Unfortunately, Freedom-2 ink costs considerably more because of what's in it and is only being tested in a few states at the moment, so you may want to hold out for a little while before inking up.
As far as removal goes, depending on the size and intensity of color, a regular tattoo can take as many as 15 laser treatments to get it fully removed. The Freedom-2 ink tattoo removal takes a single laser treatment, which would break apart the biomaterial within the ink, says the website.

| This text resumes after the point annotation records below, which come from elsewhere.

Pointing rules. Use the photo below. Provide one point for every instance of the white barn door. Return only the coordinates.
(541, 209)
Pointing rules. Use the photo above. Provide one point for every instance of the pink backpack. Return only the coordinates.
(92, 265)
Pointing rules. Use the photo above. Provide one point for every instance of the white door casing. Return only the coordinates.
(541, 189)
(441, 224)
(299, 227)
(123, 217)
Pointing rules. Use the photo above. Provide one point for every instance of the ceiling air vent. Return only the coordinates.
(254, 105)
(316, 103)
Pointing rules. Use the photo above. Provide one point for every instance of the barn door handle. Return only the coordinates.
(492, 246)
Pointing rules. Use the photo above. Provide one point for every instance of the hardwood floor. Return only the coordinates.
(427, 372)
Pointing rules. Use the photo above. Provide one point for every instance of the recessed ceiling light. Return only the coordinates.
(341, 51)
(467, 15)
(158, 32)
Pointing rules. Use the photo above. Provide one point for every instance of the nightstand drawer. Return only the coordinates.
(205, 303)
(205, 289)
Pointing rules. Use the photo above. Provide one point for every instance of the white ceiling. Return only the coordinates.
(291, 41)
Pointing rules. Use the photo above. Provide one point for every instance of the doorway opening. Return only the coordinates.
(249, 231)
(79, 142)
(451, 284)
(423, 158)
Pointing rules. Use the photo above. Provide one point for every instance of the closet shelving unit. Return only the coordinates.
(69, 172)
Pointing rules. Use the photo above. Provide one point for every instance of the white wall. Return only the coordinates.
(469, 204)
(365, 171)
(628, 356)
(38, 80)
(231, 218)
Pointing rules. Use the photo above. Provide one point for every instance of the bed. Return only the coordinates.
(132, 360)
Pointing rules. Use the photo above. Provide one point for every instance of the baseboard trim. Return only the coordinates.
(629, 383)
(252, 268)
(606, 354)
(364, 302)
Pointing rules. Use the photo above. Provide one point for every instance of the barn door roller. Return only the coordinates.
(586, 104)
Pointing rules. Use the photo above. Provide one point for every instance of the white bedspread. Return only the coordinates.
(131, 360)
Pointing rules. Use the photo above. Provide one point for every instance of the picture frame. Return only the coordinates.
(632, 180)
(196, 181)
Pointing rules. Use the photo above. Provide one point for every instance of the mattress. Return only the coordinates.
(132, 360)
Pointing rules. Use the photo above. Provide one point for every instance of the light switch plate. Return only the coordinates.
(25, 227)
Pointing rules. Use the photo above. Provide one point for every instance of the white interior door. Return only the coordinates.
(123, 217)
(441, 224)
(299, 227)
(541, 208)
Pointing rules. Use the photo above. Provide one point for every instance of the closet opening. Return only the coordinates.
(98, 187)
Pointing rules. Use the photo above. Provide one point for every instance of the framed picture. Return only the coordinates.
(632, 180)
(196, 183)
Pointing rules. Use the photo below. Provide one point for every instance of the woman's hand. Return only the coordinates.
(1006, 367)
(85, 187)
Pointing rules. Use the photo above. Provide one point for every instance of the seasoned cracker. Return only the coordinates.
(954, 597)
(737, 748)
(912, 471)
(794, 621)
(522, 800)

But, isn't the reason behind getting a tattoo to have it forever, something you'd want always? Isn't it a voluntary procedure that you endure in order to undergo some sort of modification or internal evolution, other than the obvious external changes? Some would say that it seems like this new removable ink defeats the purpose of getting the tattoo in the first place.
Now, if you do get something that eventually you realize was a stupid idea, you can get it erased.
This now means that thinking before inking is a thing of the past. It seems as if a new tattooing era is upon us. Living with no regrets has a whole new meaning from here on out.